1.04.2020 16:22 tarihinde Mark Dixon yazdı:
Hi David,
Thanks for this, it sounds like I've not been trying crazy methods - but
they don't work for me:
- "sacctmgr modify user foo set qos=drain" did set up the association
("sacctmgr show associations" showed that QoS changed from "normal" to
"drain"), but this is when foo's jobs refused to start because of reason
"InvalidQOS".
- "sacctmgr update user foo set maxsubmitjobs=0" was ignored because qos
were already set on the partitions.
But... good news!
We hadn't used GrpSubmitJobs in any of our qos, so "sacctmgr modify user
foo set GrpSubmitJobs=0" isn't overridden anywhere, and the effect is
exactly what I wanted - thanks!
But if anyone knows why my attempt at using a "drain" qos stopped foo's
previously submitted jobs from running, I'd be very interested to hear
about it.
Thanks again,
Mark
On Wed, 1 Apr 2020, David Rhey wrote:
Hi Mark,
I *think* you might need to update the user account to have access to
that
QoS (as part of their association). Using sacctmgr modify user <foo> +
some
additional args (they escape me at the moment).
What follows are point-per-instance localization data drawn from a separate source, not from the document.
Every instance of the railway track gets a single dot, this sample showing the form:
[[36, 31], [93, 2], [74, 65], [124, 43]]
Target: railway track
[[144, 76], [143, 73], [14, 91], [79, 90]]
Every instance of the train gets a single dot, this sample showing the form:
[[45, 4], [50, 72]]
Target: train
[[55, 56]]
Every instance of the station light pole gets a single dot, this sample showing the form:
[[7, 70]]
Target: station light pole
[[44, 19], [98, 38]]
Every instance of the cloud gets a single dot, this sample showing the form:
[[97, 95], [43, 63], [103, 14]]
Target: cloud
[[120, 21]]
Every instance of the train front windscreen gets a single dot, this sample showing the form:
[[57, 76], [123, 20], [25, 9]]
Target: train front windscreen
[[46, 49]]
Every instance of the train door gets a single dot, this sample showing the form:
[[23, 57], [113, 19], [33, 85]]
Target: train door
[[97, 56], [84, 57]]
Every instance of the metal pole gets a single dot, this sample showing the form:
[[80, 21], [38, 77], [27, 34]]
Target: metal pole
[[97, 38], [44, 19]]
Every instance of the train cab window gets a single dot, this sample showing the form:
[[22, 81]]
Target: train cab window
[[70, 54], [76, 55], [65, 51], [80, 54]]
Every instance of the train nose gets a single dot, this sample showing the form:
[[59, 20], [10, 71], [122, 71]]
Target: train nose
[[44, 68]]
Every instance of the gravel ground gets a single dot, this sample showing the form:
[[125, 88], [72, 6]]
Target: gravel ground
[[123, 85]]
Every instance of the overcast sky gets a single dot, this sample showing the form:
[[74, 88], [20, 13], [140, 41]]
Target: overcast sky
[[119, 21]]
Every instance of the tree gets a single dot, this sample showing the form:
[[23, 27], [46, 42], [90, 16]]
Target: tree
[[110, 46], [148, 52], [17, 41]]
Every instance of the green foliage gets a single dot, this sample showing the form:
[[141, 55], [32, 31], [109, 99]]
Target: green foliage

Also, you *might* have been able to set the MaxSubmitJobs at their
account
level to 0 and have them run without having to do the QoS approach - but
that's just a guess on my end based on how we've done some things here.
We
had a "free period" for our clusters and once it was over we set the
GrpSubmit jobs on an account to 0 which allowed in-flight jobs to
continue
but no new work to be submitted.
HTH,
David
On Wed, Apr 1, 2020 at 5:57 AM Mark Dixon <mark.c.di...@durham.ac.uk>
wrote:
Hi all,
I'm a slurm newbie who has inherited a working slurm 16.05.10 cluster.
I'd like to stop user foo from submitting new jobs but allow their
existing jobs to run.
We have several partitions, each with its own qos and MaxSubmitJobs
typically set to some vaue. These qos are stopping a "sacctmgr update
user
foo set maxsubmitjobs=0" from doing anything useful, as per the
documentation.
I've tried setting up a competing qos:
sacctmgr add qos drain
sacctmgr modify qos drain set MaxSubmitJobs=0
sacctmgr modify qos drain set flags=OverPartQOS
sacctmgr modify user foo set qos=drain
This has successfully prevented the user from submitting new jobs, but
their existing jobs aren't running. I'm seeing the reason code
"InvalidQOS".
Any ideas what I should be looking at, please?
Thanks,
Mark
--
David Rhey
---------------
Advanced Research Computing - Technology Services
University of Michigan
--
Mark Dixon <mark.c.di...@durham.ac.uk> Tel: +44(0)191 33 41383
Advanced Research Computing (ARC), Durham University, UK